Anyway, back to Terry Gross's interview. She asked Day why she'd left the movies. Day explained that she felt a need to "quiet down." She moved to Carmel where she got involved in the SPCA and, at one time, had thirty dogs living in her home.


Maybe it was her love of animals or maybe the longevity genes she inherited. But in this interview, Day sounded upbeat and at peace with the life she'd created post Hollywood.


So, yes, I cheered for Doris Day--for her long, eventful life.




I cheer for men, too, like the author Herman Wouk who died ten days before turning 104! He was working on yet another book (!) to follow Sailor and Fiddler: Reflections of a 100-Year-Old Author. Wouk credited his long life to a loving marriage, writing, and faith.

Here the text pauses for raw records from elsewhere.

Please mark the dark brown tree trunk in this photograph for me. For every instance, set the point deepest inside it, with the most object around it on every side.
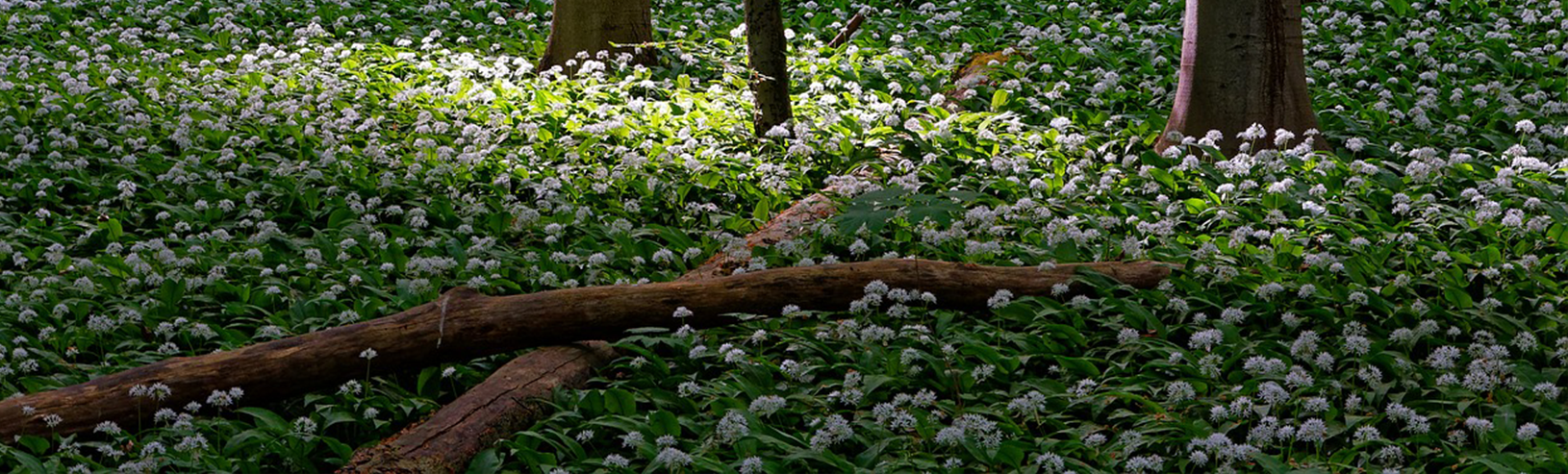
(465, 324)
(1241, 64)
(592, 25)
(769, 66)
(505, 402)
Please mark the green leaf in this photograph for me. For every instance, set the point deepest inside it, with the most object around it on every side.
(29, 462)
(487, 462)
(266, 419)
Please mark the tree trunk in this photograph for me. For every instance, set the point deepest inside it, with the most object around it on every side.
(1241, 64)
(767, 51)
(505, 402)
(592, 25)
(465, 324)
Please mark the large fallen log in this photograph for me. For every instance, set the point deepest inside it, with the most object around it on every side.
(465, 324)
(448, 439)
(493, 410)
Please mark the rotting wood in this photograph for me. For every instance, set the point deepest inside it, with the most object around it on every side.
(505, 402)
(848, 30)
(478, 325)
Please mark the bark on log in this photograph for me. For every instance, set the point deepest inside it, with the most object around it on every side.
(465, 324)
(448, 439)
(973, 74)
(767, 52)
(505, 402)
(1242, 63)
(592, 25)
(848, 30)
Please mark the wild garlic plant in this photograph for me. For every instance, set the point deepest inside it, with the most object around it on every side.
(190, 176)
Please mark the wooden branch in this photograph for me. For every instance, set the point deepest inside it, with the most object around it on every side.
(848, 30)
(465, 324)
(478, 418)
(505, 402)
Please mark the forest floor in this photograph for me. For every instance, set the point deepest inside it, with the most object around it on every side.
(187, 176)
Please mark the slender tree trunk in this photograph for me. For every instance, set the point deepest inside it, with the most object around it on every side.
(1241, 64)
(465, 324)
(769, 68)
(592, 25)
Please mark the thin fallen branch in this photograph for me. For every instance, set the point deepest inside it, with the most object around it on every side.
(478, 325)
(448, 439)
(505, 402)
(848, 30)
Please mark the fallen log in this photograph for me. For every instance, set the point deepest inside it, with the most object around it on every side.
(848, 30)
(465, 324)
(505, 402)
(448, 439)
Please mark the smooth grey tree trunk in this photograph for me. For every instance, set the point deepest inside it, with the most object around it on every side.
(1242, 62)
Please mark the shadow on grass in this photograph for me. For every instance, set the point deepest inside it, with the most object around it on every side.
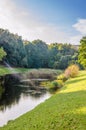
(75, 81)
(57, 113)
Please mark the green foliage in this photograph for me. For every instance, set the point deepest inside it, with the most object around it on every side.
(2, 53)
(72, 71)
(66, 110)
(82, 52)
(62, 77)
(36, 54)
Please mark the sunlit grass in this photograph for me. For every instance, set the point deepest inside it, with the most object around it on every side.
(66, 110)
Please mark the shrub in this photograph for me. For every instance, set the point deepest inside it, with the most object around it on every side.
(62, 77)
(71, 71)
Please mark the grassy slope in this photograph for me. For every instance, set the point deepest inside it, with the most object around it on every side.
(63, 111)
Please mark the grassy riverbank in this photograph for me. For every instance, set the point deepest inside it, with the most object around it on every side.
(66, 110)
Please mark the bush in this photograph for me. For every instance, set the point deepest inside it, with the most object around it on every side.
(62, 77)
(71, 71)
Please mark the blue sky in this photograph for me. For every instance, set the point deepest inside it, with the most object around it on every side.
(48, 20)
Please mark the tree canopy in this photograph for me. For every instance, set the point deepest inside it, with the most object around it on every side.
(36, 54)
(2, 53)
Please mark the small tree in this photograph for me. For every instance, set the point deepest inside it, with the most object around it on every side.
(82, 52)
(72, 71)
(2, 53)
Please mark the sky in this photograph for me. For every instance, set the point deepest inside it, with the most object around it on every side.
(61, 21)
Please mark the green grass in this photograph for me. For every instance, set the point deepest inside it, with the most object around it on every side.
(66, 110)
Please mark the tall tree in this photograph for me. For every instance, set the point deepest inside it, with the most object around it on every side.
(2, 53)
(82, 52)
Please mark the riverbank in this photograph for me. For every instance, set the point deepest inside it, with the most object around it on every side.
(66, 110)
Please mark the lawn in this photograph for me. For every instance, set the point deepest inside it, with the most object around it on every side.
(65, 110)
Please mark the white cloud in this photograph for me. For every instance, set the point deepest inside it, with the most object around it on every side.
(23, 22)
(81, 26)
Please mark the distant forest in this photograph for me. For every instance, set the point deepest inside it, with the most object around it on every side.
(36, 54)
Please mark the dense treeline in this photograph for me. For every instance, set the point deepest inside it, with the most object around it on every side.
(36, 54)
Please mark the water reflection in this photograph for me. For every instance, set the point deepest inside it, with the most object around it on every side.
(19, 98)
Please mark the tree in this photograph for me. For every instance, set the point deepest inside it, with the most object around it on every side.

A year or two back, I wrote about filling in my birth year on one online form or another. You're asked to scroll down (or up) to click on the year you were born. For me, scrolling down to 1945 could be a depressing exercise. It took so damn long! Where had all those years gone? Had I used them wisely? Did I need to make amends and then some changes? I suppose one good thing about being an older women (man) is that we have the luxury of experience and can look back with an appreciation of what was and what may come. Still, I wish those computer nerds would figure out a more humane way of plugging in our date of birth. Maybe they should take pity on us older folks and start with the oldest among us and move down from there. Our time is precious.